In my mid-European travels I came one day to the country where Copernicus had developed the new theory of the universe. There I had an experience which lifted my thought into the broader view which ignored barriers and entanglements. It was a journey in an airplane that rose high above boundaries and connected Warsaw with Prague and Strasbourg and Paris. It was the morning of Pentecost Day that I made the journey—the day which celebrates the coming together of people from many nations and their understanding one another and being understood because of the cloven tongues that descended upon them. As we flew over the prairies of Poland that beautiful, clear spring Sunday morning, I could see the shadow of the plane as of a cloven tongue flying beneath us from village to village, and even over the disputed territory of Upper Silesia. This was the symbolic prophecy of the new sort of understanding, the unifying fabric woven by such shuttles that must by their woof replace the separating entanglement of suspicion and hatred if Europe, and so the world, is to survive something worse than fire or flood.[1]

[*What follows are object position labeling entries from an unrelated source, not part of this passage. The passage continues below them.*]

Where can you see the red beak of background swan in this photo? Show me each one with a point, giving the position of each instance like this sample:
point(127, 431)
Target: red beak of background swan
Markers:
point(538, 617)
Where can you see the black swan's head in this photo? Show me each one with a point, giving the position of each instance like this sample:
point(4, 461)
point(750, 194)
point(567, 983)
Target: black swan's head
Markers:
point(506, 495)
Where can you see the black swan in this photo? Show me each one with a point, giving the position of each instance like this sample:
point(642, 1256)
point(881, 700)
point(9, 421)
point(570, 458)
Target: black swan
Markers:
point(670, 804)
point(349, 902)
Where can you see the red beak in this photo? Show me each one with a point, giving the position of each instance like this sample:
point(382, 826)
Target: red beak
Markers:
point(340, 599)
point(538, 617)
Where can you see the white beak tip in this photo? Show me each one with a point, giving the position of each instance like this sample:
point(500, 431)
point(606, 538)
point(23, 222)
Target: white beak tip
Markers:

Before I began the airplane journey from Warsaw I went to take my last look at the statue of Copernicus, whose conception of a heliocentric universe is the capital event in modern thought. At the foot of the Vosges Mountains, which I crossed a day or two later into France, there is the little village of St. Dié, where, in a book on the Ptolemaic System, the name America was first put on the printed page, and on a world map. America was baptized into the Ptolemaic cosmos, but its inhabitants (after the aborigines) dwelt from the first in a Copernican universe, wanderers in an infinity of space, “with a shuddering sense of physical immensity.”
Europe could not readily forget the geography of its infancy and childhood and maturity, but America began its God-fearing settlement with an astronomy of infinite distances, with a cosmography in which it was itself infinitesimal, and with a geography partaking of the sky, as well as of the sea and land.
With this Copernican consciousness of the universe, America should be the least provincial, and Americans the most “universe-minded” of all the inhabitants of the earth.
Isolate we have indeed been as a people, but not provincially nor narrowly nor proudly isolate. We kept out of the partisan Ptolemaic concerns of Europe, but when the freedom of mankind was threatened, America’s policies leaped to the world horizon of her interest in humanity. Our America has had from the first a cosmic view, a concern for all mankind. “All men” are included in its national creed. It is only those who would narrow our horizon of sympathy and bring a Ptolemaic sky over our heads again that it has in its doctrine excluded.